Domenica, 29 Novembre 2020

Reddito di cittadinanza: la GdF chiede il sequestro di 27mila euro alle famiglie degli indagati per l'omicidio di Willy

La Guardia di Finanza ha chiesto ai magistrati il provvedimento per le somme indebitamente percepite. Intanto il M5s difende il sussidio: "Dalla destra becera propaganda"

Marco e Gabriele Bianchi

Potrebbe scattare il sequestro dei beni per i familiari dei quattro indagati per l’omicidio di Willy Monteiro. In seguito agli accertamenti svolti sul reddito di cittadinanza percepito dai nuclei familiari dei fratelli Gabriele e Marco Bianchi, di Francesco Belleggia e Mario Pincarelli la Guardia di Finanza ha infatti chiesto ai magistrati un sequestro per 27mila euro a titolo risarcitorio per le somme indebitamente percepite. Gli accertamenti compiuti dalle Fiamme Gialle avrebbero infatti consentito di appurare che le famiglie dei quattro indagati avrebbero omesso di indicare tutte le informazioni dovute. Sono così scattate le denunce per la violazione della legge sul reddito di cittadinanza. 

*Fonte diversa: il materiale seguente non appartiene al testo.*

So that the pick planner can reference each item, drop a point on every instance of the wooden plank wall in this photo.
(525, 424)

Reddito di cittadinanza ai familiari degli indagati: le somme

In particolare gli investigatori avrebbero trovato delle macroscopiche differenze tra il modello Isee presentato all’Inps e i redditi effettivi delle famiglie. Stando a quanto raccontano oggi i giornali, il padre dei Bianchi percepiva 888 euro al mese, mentre 660 euro andavano al padre di Mario Pincarelli. Molto inferiore, invece, la somma che arrivava alla madre di Francesco Belleggia: 80 euro al mese. Una segnalazione è stata inviata all'Inps per il recupero delle somme indebitamente percepite che stando a quanto emerso ammonterebbero in totale a 27mila euro. 

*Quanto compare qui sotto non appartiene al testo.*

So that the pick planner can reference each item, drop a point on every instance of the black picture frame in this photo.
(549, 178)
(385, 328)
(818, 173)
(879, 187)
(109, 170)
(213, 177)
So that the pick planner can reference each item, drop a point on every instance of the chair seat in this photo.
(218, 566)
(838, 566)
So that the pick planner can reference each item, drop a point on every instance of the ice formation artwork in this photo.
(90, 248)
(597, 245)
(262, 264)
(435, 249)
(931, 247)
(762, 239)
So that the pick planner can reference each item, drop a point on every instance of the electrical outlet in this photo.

Il M5s difende il reddito di cittadinanza 

La notizia è stato ovviamente occasione di scontro tra centrodestra e 5 Stelle con il penstastellato Toninelli che ha risposto alle critiche parlando di “strumentalizzazione” e “becera propaganda”. "Chi ammazza brutalmente un ragazzino indifeso è semplicemente un criminale omicida che va punito con pene esemplari. Non c'entra nulla il Reddito di cittadinanza – ha detto l’ex ministro - e chi lo accosta a questi criminali fa solo la solita becera propaganda". "Che ci siano dei truffatori che utilizzano abusivamente il Reddito di cittadinanza non significa che la misura non serva – ha proseguito Toninelli -. Ci sono milioni di persone che oggi grazie al Reddito di cittadinanza riescono ad arrivare a fine mese. Sarebbe come dire che le pensioni di invalidità vanno cancellate, perché c'è qualcuno che le percepisce abusivamente”. 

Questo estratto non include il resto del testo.